Posiblemente, aún con una democracia verdaderamente funcional a nivel nacional, sólo una sólida unidad continental latinoamericana pueda lograr un mínimo de autonomía que posibilite el desarrollo integral de nuestros pueblos. También es importante decir que el escenario internacional cambia velozmente. Las contradicciones entre potencias pueden ser una oportunidad para el desarrollo para nosotros. Hay hegemonías que parecen declinantes.
Sin embargo, esto que representa una oportunidad puede ser al mismo tiempo una amenaza. La decadencia vuelve a un poder imperial más agresivo y propenso al pillaje.
Así lo cuenta Tácito -que no quería la destrucción de Roma pero condenaba su conversión de fuerza civilizatoria en aparato de saqueo- en su Vida de Agrícola cuando pone en boca del comandante caledonio Calgaco la última arenga de resistencia. Cito sólo un párrafo: “Son los saqueadores del mundo; ahora que ya han devastado todas las tierras, miran al mar: si el enemigo es rico, son avaros; si es pobre, ambiciosos, porque no los han saciado ni sus conquistas a Oriente ni a Occidente. Son los únicos que desean las tierras ricas y pobres por igual: robar, asesinar, saquear es su definición para ese falso imperio; donde lo arrasan todo, dicen que hacen la paz”. Desde luego, los argumentos inobjetables de Calgaco no determinaron el resultado de la batalla. Tener razón y coraje no resuelve por sí solo los problemas.

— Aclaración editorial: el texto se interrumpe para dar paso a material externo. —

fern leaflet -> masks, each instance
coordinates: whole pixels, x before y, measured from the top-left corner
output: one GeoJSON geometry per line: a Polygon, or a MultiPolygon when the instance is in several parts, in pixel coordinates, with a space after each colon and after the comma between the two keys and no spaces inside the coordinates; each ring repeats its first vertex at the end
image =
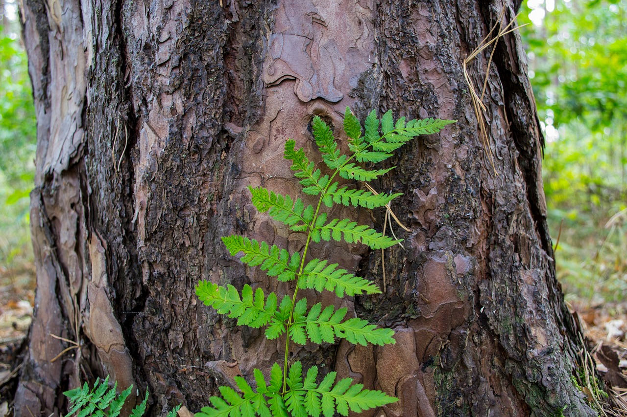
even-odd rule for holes
{"type": "Polygon", "coordinates": [[[257,266],[271,277],[277,277],[280,281],[294,279],[300,266],[300,254],[295,252],[290,256],[285,249],[276,245],[270,246],[265,242],[260,244],[255,239],[233,235],[222,238],[226,249],[231,255],[242,252],[241,261],[250,266],[257,266]]]}
{"type": "Polygon", "coordinates": [[[319,242],[320,239],[327,242],[331,239],[341,242],[342,235],[344,240],[348,243],[361,242],[373,249],[384,249],[401,242],[387,237],[365,225],[351,222],[350,219],[334,219],[324,226],[317,227],[312,233],[312,239],[316,242],[319,242]],[[316,233],[318,231],[320,232],[319,235],[316,233]]]}
{"type": "Polygon", "coordinates": [[[268,212],[271,217],[290,226],[295,232],[304,232],[314,219],[314,207],[305,208],[302,200],[292,201],[289,195],[283,197],[263,187],[248,187],[253,204],[261,213],[268,212]],[[299,224],[302,223],[302,224],[299,224]]]}
{"type": "Polygon", "coordinates": [[[231,319],[237,319],[239,326],[258,329],[269,322],[275,324],[280,321],[277,294],[274,292],[268,294],[266,299],[263,290],[258,288],[253,296],[253,289],[246,284],[240,297],[237,289],[231,285],[223,287],[206,281],[196,286],[196,292],[206,306],[213,307],[221,314],[228,314],[231,319]]]}
{"type": "Polygon", "coordinates": [[[336,176],[364,182],[377,179],[394,167],[371,169],[358,164],[384,161],[412,138],[436,133],[454,121],[438,119],[406,121],[404,117],[395,122],[391,111],[386,112],[379,120],[373,110],[362,128],[347,108],[344,128],[350,153],[344,155],[331,128],[320,117],[315,116],[312,120],[312,131],[322,161],[330,170],[327,173],[309,160],[302,148],[296,148],[295,141],[287,140],[283,157],[292,162],[290,169],[302,186],[303,192],[318,197],[317,205],[305,207],[299,198],[283,196],[263,187],[250,187],[249,189],[253,204],[260,212],[267,212],[292,230],[305,233],[304,249],[290,255],[275,245],[246,237],[231,236],[223,238],[223,240],[231,255],[243,253],[241,261],[248,265],[259,266],[268,275],[277,277],[280,281],[295,281],[291,296],[286,294],[279,303],[275,293],[266,297],[263,290],[253,291],[248,284],[244,286],[241,294],[232,285],[224,287],[208,281],[201,281],[196,287],[196,294],[205,304],[213,307],[220,314],[237,319],[238,324],[256,328],[266,326],[265,336],[270,339],[286,333],[283,367],[282,369],[278,364],[273,366],[267,384],[261,371],[253,369],[256,391],[243,378],[236,377],[239,391],[230,387],[220,387],[221,397],[211,397],[211,405],[203,408],[196,415],[332,417],[336,413],[347,416],[350,411],[359,413],[397,401],[385,393],[364,389],[360,384],[352,385],[350,378],[335,383],[334,372],[327,374],[320,384],[317,384],[317,367],[312,367],[303,375],[300,362],[288,366],[290,342],[302,345],[308,340],[317,344],[332,343],[336,338],[362,345],[395,342],[394,331],[391,329],[377,328],[358,317],[346,319],[345,308],[335,310],[332,306],[324,307],[319,302],[308,311],[307,299],[299,299],[297,296],[298,289],[304,288],[332,291],[340,297],[344,294],[381,292],[373,282],[349,273],[337,264],[318,259],[305,264],[310,243],[332,240],[349,244],[361,242],[373,249],[380,249],[400,240],[349,219],[329,220],[328,213],[320,209],[323,205],[332,208],[339,204],[368,209],[389,204],[401,194],[376,194],[350,185],[340,185],[340,182],[334,179],[336,176]]]}
{"type": "Polygon", "coordinates": [[[314,343],[333,343],[335,338],[345,339],[354,344],[366,346],[367,343],[383,345],[396,343],[394,331],[391,329],[377,329],[374,324],[358,317],[342,322],[346,316],[345,308],[334,309],[329,306],[322,310],[322,304],[317,303],[307,311],[307,299],[302,299],[294,308],[294,324],[290,329],[290,337],[295,343],[305,344],[305,332],[314,343]]]}
{"type": "Polygon", "coordinates": [[[299,281],[301,288],[312,288],[317,291],[334,291],[342,297],[366,293],[379,294],[379,287],[367,279],[349,274],[345,269],[337,268],[337,264],[327,265],[327,261],[312,259],[305,267],[303,277],[299,281]]]}
{"type": "MultiPolygon", "coordinates": [[[[337,183],[334,183],[334,185],[337,183]]],[[[329,190],[325,195],[325,197],[327,196],[329,197],[327,198],[323,198],[322,202],[327,207],[332,207],[332,203],[336,203],[344,205],[352,205],[355,207],[376,209],[376,207],[382,207],[399,195],[403,195],[403,194],[396,193],[394,194],[375,195],[369,191],[350,190],[345,187],[337,190],[330,187],[329,190]]]]}
{"type": "Polygon", "coordinates": [[[332,170],[339,168],[346,160],[346,156],[340,155],[331,128],[318,116],[314,118],[312,127],[316,144],[322,155],[322,160],[332,170]]]}
{"type": "Polygon", "coordinates": [[[317,195],[324,192],[329,183],[329,175],[322,175],[320,170],[314,170],[315,165],[310,162],[302,148],[296,150],[296,142],[290,139],[285,143],[283,157],[292,162],[290,169],[296,171],[294,176],[302,178],[298,182],[303,186],[303,192],[310,195],[317,195]]]}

Nadie tiene una respuesta hoy a este dilema que supera con creces en importancia cualquier discusión politicista sobre tácticas electorales, liderazgos emergentes o marcos de alianza partidarios. Tampoco yo la tengo. A priori, sostengo humildemente que lo moralmente válido para un hijo de este suelo es mantener la dignidad, no venderse al depredador, optar siempre por el pueblo y sostener la resistencia, sin violencia pero con firmeza, sin descanso pero con paciencia.